Under the proposals, the Super League, which would be played in the middle of the week, would have 16 top soccer franchises as permanent members and add four qualifiers from domestic competitions. The clubs would be split into two groups of 10 with the top four teams in each group qualifying for the knockout stages, culminating in a final that would take place on a weekend. The event would, according to the documents, generate hundreds of millions of dollars in additional revenue for the participating teams, already the richest clubs in the sport. (An alternative version of the plan has 15 permanent members and 5 qualification spots.)
The group has already entered into discussions with JPMorgan Chase&Co. to raise financing for the project, according to people with knowledge of the matter. A spokesman for the bank declined to comment.
The clearest public indication of how advanced the talks among the clubs are came when Josep Maria Bartomeu, the former president of Barcelona, announced in October that his team had agreed with the leaders of what he described as Europe’s other “big clubs” to participate in a European Super League. Bayern Munich, Germany’s biggest team, spoke out this week against a breakaway, but should other top teams find an agreement it would be unrealistic for that club not to be involved as well.
The project has long been the brainchild of Florentino Perez, the president of Barcelona’s rival Real Madrid. Leaked documents from 2018 revealed he had drawn up plans with a Spanish consultancy for a new competition and then held a meeting with FIFA’s president Gianni Infantino in 2019 to discuss the plans further, telling him that teams from the Super League competition would be willing to participate in FIFA’s expanded World Cup for clubs, a quadrennial event that Infantino believes could grow to become one of the most important properties in all of sports.

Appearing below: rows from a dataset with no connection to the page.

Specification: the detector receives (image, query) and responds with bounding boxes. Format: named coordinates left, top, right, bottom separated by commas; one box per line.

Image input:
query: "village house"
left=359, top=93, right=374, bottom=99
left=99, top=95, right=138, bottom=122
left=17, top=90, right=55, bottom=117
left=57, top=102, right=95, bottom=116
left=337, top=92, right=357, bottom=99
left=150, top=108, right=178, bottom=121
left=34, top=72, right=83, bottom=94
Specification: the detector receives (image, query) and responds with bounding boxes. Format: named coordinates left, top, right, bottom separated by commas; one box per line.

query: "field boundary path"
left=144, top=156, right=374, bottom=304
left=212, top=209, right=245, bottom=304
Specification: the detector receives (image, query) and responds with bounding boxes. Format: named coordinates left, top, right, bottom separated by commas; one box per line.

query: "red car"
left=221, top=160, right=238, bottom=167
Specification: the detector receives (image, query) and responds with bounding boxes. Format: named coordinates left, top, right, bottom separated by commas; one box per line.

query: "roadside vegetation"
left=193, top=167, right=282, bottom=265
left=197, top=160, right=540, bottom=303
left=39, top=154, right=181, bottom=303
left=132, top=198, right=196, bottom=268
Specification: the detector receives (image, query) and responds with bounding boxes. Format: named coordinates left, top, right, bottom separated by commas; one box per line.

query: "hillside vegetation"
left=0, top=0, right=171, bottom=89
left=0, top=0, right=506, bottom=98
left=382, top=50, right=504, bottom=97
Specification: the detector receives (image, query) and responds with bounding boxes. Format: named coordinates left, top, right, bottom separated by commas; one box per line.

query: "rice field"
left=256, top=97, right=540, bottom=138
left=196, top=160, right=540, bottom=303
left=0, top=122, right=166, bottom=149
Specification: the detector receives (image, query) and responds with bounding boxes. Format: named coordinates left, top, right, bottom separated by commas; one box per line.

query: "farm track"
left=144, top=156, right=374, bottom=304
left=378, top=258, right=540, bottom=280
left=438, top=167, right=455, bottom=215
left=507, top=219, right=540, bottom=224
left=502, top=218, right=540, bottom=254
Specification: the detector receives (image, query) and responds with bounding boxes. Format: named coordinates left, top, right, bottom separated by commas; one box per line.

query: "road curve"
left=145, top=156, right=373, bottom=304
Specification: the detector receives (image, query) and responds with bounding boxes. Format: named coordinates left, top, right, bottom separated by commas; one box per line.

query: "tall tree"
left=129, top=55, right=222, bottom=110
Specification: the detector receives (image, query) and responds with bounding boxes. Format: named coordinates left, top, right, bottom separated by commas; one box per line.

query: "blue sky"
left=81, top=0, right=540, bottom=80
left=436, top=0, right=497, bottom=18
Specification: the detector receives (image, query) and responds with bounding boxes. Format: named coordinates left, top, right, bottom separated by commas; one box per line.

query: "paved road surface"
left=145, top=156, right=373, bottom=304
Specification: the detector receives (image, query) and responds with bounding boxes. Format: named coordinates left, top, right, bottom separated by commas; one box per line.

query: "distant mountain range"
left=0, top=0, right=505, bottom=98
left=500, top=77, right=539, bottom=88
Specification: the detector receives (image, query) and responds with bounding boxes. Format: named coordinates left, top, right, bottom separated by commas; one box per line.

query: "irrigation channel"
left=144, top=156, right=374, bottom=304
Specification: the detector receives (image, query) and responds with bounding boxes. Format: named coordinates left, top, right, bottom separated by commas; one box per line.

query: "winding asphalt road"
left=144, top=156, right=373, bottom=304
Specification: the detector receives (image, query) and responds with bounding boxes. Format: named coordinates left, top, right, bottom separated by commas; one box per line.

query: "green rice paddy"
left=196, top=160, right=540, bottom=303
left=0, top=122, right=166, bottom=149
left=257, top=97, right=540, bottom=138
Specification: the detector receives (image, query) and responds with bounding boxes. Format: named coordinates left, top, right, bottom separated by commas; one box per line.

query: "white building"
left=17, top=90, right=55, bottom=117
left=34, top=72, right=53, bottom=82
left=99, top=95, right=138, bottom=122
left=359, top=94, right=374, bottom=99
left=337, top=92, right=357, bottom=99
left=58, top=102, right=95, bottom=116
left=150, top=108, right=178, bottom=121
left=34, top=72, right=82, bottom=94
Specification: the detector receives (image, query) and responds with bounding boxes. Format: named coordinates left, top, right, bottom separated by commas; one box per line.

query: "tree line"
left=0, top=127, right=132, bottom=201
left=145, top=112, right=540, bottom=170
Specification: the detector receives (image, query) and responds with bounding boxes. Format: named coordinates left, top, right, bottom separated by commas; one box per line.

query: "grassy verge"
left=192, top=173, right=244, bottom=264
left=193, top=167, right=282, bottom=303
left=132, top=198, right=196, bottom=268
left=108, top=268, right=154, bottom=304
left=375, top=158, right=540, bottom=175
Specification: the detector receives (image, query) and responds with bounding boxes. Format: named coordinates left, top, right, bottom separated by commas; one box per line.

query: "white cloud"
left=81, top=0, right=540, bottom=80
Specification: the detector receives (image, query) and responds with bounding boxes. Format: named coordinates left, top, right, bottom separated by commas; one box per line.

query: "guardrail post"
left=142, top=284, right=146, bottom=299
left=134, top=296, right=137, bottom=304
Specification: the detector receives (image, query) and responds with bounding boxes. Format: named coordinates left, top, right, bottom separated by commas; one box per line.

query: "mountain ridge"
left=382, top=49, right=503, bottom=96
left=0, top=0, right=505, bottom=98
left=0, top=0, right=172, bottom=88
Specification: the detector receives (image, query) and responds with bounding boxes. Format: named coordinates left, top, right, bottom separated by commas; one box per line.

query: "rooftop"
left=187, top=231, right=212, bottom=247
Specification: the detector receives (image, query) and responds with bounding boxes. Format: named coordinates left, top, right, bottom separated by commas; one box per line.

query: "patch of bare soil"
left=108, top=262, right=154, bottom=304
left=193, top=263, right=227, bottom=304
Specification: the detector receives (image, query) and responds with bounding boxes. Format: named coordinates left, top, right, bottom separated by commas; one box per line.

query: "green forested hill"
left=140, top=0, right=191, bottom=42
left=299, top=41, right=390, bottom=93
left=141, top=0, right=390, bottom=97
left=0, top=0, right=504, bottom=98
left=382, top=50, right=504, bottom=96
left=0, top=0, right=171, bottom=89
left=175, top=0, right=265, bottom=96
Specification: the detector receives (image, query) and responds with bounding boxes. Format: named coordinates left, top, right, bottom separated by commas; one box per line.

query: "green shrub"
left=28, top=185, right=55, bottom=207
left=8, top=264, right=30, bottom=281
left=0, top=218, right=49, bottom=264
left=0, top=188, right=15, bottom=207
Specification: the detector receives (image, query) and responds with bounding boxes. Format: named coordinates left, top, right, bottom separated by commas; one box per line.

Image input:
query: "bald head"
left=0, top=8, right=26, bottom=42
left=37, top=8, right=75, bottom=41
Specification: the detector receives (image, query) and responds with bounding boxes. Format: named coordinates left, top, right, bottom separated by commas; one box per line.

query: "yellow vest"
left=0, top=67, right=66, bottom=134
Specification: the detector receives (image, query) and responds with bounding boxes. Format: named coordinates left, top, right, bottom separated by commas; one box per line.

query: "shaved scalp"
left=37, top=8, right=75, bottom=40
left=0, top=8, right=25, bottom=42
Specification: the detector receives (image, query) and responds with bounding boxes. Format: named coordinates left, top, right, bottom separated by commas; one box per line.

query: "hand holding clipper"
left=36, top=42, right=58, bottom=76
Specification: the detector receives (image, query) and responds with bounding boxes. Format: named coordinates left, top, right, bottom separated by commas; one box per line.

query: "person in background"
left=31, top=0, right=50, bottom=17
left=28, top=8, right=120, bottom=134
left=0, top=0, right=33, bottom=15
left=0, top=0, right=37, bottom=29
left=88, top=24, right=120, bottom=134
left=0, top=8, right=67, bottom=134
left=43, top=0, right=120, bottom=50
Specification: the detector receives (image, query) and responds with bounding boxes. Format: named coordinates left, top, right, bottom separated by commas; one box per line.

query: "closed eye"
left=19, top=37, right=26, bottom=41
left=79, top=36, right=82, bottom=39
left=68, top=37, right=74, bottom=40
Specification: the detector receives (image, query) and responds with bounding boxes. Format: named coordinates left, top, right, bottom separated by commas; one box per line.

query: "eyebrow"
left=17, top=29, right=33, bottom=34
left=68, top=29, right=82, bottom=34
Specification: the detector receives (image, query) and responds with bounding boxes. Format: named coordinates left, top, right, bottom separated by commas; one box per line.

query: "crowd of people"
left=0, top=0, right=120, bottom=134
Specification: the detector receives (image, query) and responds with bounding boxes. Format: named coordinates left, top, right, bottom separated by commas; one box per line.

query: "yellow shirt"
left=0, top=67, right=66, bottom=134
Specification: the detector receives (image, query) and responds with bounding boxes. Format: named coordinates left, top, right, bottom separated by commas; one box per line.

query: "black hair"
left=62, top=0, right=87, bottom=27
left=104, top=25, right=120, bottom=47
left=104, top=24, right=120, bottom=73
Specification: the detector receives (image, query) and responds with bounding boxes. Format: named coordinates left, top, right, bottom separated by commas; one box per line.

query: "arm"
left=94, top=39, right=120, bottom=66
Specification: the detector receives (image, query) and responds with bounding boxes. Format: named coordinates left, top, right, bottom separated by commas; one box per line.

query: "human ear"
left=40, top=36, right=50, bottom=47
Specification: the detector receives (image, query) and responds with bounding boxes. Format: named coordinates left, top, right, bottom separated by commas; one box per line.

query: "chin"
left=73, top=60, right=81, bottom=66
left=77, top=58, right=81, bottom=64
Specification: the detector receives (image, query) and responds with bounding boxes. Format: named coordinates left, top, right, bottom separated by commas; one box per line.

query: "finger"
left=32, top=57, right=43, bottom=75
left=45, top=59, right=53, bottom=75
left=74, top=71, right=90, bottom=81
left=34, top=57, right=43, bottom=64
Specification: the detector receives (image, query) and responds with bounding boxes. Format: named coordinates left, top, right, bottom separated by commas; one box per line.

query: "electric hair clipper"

Since the summer, Perez found a new ally in Joel Glazer, the chairman of Manchester United, who has also joined forces with the American owners of Liverpool in an effort to force through changes to the Premier League that would benefit his team. Glazer has been promoting the idea of the Super League, according to people with knowledge of the discussions. A spokesman for United said the team would not comment.
The joint announcement by FIFA and the six confederations follows talks on Monday between Infantino and his counterpart at UEFA, Aleksander Ceferin. The two men have had a bumpy relationship since 2018 when Infantino announced his ambitions for FIFA’s own club competitions and growing suggestions of his involvement in the breakaway talks. Infantino has always publicly denied any interest in supporting a European breakaway.
Ceferin has frequently launched broadsides against the Super League discussions. “It would be hard to think of a more selfish and egotistical scheme,” he said after one iteration of a breakaway was discussed. “It would clearly ruin football around the world; for the players, for the fans and for everyone connected with the game — all for the benefit of a tiny number of people.”
UEFA’s proposals for the new version of the Champions League go a long way to meeting the demands of the biggest clubs for an expanded tournament. If agreed, the tournament will feature 36 teams instead of the 32 it currently does, with two of those places reserved for teams that have been historically successful in European competition but failed to meet the qualification criteria. That would mean the possibility of a return to top tier action for the likes of A.C. Milan, a soccer heavyweight that has fallen on hard times. UEFA’s reforms would also scrap the current opening stage in which teams are separated into eight groups of four, and instead place them into one table, with qualifiers for the knockouts determined by results after each team has played as many as 10 games.
Access to the competition, unlike the Super League, would largely be from the domestic leagues, ensuring they remain relevant.
The European Leagues, an umbrella group for many of the continent’s leagues, issued a statement endorsing the declaration against the Super League by the governing bodies.
“The European Leagues’ board of directors has discussed the initiative of some European football clubs to create a closed European Super League for a limited number of clubs similar to those franchise models operating in North America,” the group said.
“UEFA and the other football Confederations from all over the world have, together with FIFA, published a strong statement against this initiative and our member leagues are unanimously supporting that statement.”